From Decoding to Meta-Generation: Inference-time Algorithms for Large Language Models

Paper · arXiv 2406.16838 · Published June 24, 2024
Test-Time Compute

One of the most striking findings in modern research on large language models (LLMs) is that scaling up compute during training leads to better results. However, less attention has been given to the benefits of scaling compute during inference. This survey focuses on these inference-time approaches. We explore three areas under a unified mathematical formalism: token-level generation algorithms, meta-generation algorithms, and efficient generation. Token-level generation algorithms, often called decoding algorithms, operate by sampling a single token at a time or constructing a token-level search space and then selecting an output. These methods typically assume access to a language model’s logits, next-token distributions, or probability scores. Meta-generation algorithms work on partial or full sequences, incorporating domain knowledge, enabling backtracking, and integrating external information. Efficient generation methods aim to reduce token costs and improve the speed of generation. Our survey unifies perspectives from three research communities: traditional natural language processing, modern LLMs, and machine learning systems.

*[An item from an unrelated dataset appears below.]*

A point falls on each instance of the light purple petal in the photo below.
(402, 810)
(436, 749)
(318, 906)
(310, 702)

Introduction. One of the most striking findings in modern research on large language models (LLMs) is that, given a model and dataset of sufficient scale, scaling up the compute used at training time leads to better final results (Kaplan et al., 2020; Hoffmann et al., 2022). However, there is another, lesser-mentioned scaling phenomenon, where adopting more sophisticated methods or scaling compute at inference time (Jones, 2021) can result in substantially better outputs from LLMs. This survey focuses on these approaches by exploring three connected themes: token-level generation algorithms, meta-generation algorithms, and efficient generation. Token-level generation algorithms, often called decoding algorithms, have a rich history in natural language processing, ranging from classical greedy decoding and beam search to modern sampling algorithms such as nucleus (Holtzman et al., 2020) and η-sampling (Hewitt et al., 2022). These methods operate by sampling one token at a time or constructing a token-level search space.

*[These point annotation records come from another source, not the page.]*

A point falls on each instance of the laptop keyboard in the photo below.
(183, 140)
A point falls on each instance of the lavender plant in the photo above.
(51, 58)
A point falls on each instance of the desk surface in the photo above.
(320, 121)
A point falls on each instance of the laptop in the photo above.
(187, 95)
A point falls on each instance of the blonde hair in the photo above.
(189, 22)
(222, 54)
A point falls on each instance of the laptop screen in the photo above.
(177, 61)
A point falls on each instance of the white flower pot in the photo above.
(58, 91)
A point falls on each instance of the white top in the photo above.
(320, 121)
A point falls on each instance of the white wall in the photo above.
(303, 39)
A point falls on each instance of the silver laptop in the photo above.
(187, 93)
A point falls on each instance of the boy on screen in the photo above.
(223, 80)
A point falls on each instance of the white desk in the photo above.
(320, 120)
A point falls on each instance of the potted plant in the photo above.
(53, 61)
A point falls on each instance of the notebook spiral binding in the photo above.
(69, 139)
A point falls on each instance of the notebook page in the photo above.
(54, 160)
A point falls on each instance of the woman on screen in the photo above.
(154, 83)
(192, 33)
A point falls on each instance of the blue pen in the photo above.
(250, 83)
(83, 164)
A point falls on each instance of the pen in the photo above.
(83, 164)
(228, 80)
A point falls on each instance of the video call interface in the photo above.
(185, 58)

Discussion / Conclusion. Finally, we return to the question that we posed in the introduction: why are sophisticated generation algorithms needed at all? For example, we might imagine that simply sampling once from the model’s unmodified output distribution, y ∼pθ(y|x) is sufficient. We offer some takeaways based on our survey. We surveyed generation algorithms for language models. We motivated generation algorithms, formalized their goals, and provided a unified treatment of three themes: token-level generation algorithms, metageneration algorithms, and efficient generation. Our survey brings together past research from the decoding, LLM reasoning, and machine learning systems communities, and identifies directions for future work.